Each user should have their own copy of the FE installed on their local machine, and all of those FE databases should be linked to the same backend database.

As mentioned above, you must configure SQL Server for remote connections. This MSDN blog gives you the high points of that:

http://blogs.msdn.com/b/sqlexpress/archive/2005/05/05/415084.aspx

Once you do that, you would then link a single FE to that SQL Server database. This can be done in a variety of ways, and is dependent on exactly how you've setup the server for remote use. If you're assigning an IP address to the server, for example, then you can connect using this type of connection string:

Data Source=190.190.200.100,1433;Network Library=DBMSSOCN;
Initial Catalog=myDataBase;User ID=myUsername;Password=myPassword;

If you're using a VPN, then you might connect with this type of connection string:

Server=myServerAddress;Database=myDataBase;User Id=myUsername;
Password=myPassword;

Note: Connect strings from here: http://www.connectionstrings.com/sql-server/

Once you've established the connection, you'd then make copies of that database and deploy those to your users. If you make design changes to the FE (add a form, report, etc), then you'll need to redeploy new copies of the FE.

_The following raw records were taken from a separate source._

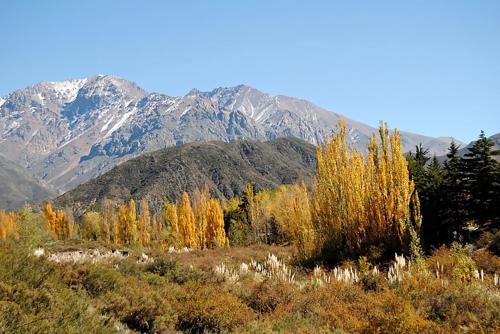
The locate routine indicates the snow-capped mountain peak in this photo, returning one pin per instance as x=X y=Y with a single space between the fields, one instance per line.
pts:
x=69 y=131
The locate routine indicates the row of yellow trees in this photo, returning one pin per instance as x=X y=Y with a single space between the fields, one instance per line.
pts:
x=200 y=225
x=360 y=203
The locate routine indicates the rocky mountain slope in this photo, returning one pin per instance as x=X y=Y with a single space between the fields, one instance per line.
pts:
x=225 y=168
x=68 y=132
x=18 y=187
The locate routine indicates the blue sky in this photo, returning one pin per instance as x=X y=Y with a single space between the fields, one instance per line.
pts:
x=431 y=67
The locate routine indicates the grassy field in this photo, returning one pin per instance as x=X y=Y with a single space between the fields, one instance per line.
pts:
x=88 y=287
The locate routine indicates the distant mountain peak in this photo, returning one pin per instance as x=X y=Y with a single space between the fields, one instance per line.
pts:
x=72 y=130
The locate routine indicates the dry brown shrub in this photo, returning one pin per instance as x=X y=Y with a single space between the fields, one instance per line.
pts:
x=207 y=308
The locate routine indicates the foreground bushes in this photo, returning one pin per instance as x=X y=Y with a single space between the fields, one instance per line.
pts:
x=180 y=292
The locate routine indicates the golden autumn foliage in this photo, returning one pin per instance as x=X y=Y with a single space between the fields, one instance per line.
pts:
x=359 y=201
x=292 y=212
x=59 y=224
x=7 y=224
x=215 y=235
x=187 y=227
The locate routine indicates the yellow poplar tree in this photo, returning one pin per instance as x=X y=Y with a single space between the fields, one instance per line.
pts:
x=200 y=202
x=170 y=220
x=7 y=224
x=359 y=202
x=291 y=210
x=121 y=226
x=144 y=224
x=131 y=223
x=215 y=235
x=187 y=227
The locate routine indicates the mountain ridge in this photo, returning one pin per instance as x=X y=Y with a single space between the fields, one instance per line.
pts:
x=225 y=168
x=68 y=132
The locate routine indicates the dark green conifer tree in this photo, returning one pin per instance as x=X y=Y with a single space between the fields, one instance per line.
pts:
x=481 y=181
x=454 y=211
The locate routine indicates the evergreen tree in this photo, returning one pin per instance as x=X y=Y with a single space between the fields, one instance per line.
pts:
x=481 y=175
x=430 y=195
x=417 y=167
x=454 y=213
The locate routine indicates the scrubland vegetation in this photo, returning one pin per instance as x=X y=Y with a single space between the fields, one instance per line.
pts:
x=343 y=257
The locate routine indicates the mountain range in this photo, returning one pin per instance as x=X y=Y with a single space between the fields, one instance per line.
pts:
x=67 y=132
x=225 y=168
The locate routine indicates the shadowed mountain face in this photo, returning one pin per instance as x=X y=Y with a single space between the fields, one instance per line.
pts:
x=224 y=167
x=17 y=187
x=68 y=132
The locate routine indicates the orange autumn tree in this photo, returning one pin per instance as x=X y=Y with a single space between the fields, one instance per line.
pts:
x=58 y=223
x=187 y=228
x=291 y=209
x=7 y=224
x=144 y=224
x=215 y=235
x=362 y=203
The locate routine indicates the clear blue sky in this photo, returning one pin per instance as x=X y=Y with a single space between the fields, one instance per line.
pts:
x=431 y=67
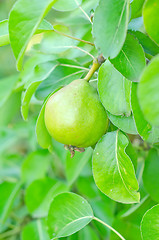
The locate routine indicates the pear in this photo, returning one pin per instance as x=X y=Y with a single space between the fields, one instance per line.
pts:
x=75 y=116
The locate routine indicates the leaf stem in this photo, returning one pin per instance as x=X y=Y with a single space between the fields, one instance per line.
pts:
x=66 y=35
x=86 y=15
x=96 y=64
x=112 y=229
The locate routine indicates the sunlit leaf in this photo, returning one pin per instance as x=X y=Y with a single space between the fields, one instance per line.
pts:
x=25 y=17
x=113 y=170
x=75 y=211
x=149 y=224
x=151 y=19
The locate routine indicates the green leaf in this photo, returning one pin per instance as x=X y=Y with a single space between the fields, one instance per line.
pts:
x=109 y=35
x=35 y=166
x=131 y=59
x=151 y=173
x=35 y=230
x=7 y=85
x=54 y=43
x=148 y=92
x=87 y=233
x=126 y=124
x=68 y=214
x=61 y=76
x=8 y=193
x=151 y=19
x=136 y=8
x=43 y=137
x=113 y=170
x=4 y=36
x=114 y=90
x=68 y=5
x=25 y=17
x=135 y=213
x=150 y=223
x=129 y=230
x=40 y=193
x=146 y=131
x=40 y=72
x=75 y=165
x=148 y=45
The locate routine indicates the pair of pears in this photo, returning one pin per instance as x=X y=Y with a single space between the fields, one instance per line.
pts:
x=75 y=116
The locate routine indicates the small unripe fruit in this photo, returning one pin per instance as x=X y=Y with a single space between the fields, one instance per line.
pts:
x=75 y=116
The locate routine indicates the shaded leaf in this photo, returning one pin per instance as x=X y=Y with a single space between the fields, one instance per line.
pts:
x=8 y=193
x=4 y=36
x=43 y=137
x=70 y=5
x=149 y=224
x=41 y=72
x=146 y=131
x=25 y=17
x=35 y=166
x=114 y=90
x=40 y=193
x=35 y=230
x=75 y=165
x=109 y=34
x=149 y=46
x=151 y=173
x=131 y=59
x=126 y=124
x=148 y=90
x=151 y=19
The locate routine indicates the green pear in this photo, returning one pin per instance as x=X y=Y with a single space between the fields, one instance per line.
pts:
x=75 y=116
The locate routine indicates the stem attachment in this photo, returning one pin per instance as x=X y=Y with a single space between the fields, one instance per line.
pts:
x=112 y=229
x=96 y=64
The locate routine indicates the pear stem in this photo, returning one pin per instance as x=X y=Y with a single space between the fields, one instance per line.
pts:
x=96 y=64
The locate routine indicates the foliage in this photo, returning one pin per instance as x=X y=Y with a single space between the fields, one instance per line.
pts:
x=110 y=191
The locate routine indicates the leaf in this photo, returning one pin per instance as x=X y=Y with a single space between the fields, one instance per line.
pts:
x=114 y=90
x=43 y=137
x=135 y=213
x=109 y=35
x=151 y=19
x=25 y=17
x=35 y=230
x=129 y=230
x=150 y=174
x=146 y=131
x=148 y=90
x=54 y=43
x=40 y=193
x=75 y=211
x=70 y=5
x=113 y=170
x=149 y=224
x=126 y=124
x=86 y=233
x=40 y=72
x=4 y=37
x=7 y=85
x=148 y=45
x=8 y=193
x=136 y=8
x=61 y=76
x=35 y=166
x=75 y=165
x=131 y=59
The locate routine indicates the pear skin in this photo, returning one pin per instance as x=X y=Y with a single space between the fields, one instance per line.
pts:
x=75 y=116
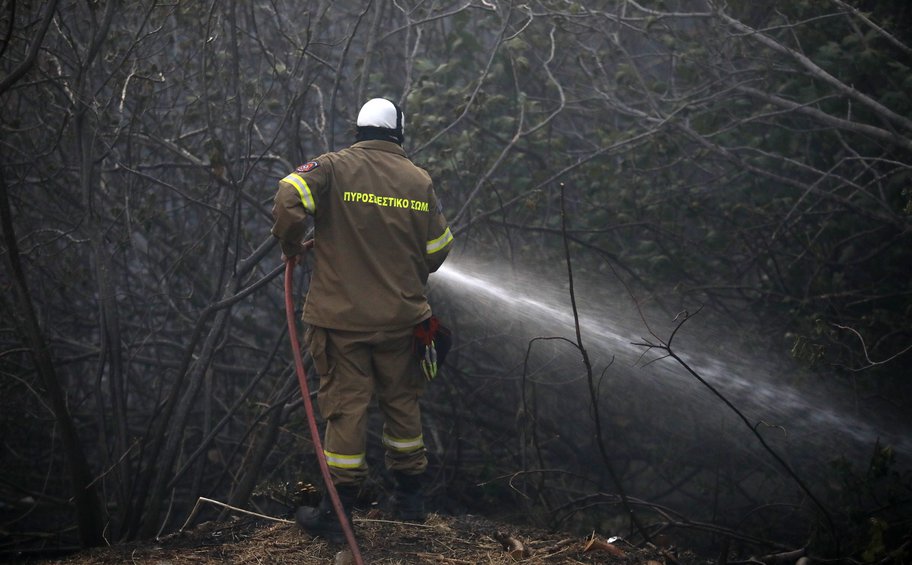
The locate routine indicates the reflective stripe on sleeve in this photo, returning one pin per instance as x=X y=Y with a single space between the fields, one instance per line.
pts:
x=436 y=245
x=297 y=181
x=403 y=445
x=340 y=461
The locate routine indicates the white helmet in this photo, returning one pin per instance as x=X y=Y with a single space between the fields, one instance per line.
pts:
x=379 y=119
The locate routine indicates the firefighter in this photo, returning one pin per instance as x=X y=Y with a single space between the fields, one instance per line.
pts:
x=378 y=233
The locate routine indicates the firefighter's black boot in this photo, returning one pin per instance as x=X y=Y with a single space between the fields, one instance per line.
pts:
x=322 y=520
x=407 y=500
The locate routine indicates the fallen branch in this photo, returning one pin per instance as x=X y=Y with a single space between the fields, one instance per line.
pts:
x=229 y=507
x=512 y=546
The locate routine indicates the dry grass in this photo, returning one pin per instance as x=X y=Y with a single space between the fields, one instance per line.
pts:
x=441 y=539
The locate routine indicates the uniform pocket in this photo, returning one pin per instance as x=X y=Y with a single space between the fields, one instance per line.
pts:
x=315 y=339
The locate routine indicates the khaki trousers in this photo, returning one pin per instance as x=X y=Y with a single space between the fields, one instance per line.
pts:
x=353 y=367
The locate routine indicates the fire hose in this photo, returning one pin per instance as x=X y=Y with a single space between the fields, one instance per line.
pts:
x=308 y=407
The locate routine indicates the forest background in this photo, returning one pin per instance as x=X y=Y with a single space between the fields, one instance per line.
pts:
x=733 y=175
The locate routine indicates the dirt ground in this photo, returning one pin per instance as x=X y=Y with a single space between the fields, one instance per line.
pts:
x=441 y=539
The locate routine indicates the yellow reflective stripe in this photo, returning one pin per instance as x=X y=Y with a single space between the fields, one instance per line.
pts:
x=436 y=245
x=340 y=461
x=297 y=181
x=404 y=445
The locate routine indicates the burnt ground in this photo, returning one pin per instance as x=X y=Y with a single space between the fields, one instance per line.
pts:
x=441 y=539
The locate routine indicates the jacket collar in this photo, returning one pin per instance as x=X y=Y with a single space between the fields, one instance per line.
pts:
x=380 y=145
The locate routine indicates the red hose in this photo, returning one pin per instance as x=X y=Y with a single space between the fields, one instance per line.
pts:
x=311 y=420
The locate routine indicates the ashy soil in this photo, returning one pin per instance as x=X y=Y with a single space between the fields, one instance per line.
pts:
x=441 y=539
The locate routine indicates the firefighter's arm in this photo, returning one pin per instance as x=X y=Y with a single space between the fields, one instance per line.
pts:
x=440 y=238
x=290 y=216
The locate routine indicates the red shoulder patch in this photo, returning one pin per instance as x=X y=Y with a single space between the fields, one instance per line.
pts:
x=307 y=167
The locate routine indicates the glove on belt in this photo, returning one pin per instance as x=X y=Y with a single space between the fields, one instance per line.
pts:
x=431 y=344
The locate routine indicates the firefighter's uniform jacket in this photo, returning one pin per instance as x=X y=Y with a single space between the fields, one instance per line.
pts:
x=378 y=233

Regarding the mention of "adp file" - MSFT no longer supports the ADP format, although it will still work in most versions of Access. However, there have been increasing reports of troubles with ADP files in the newer versions of Access. An ADP file is not a "linked table" setup - it's a specific type of Access database that has a direct connection to a SQL Server. Creating an ADP file is not the same as creating a "Frontend-Backend", as described in the Wikipedia article above. It's an entirely different beast, and I'd suggest you stay away from it.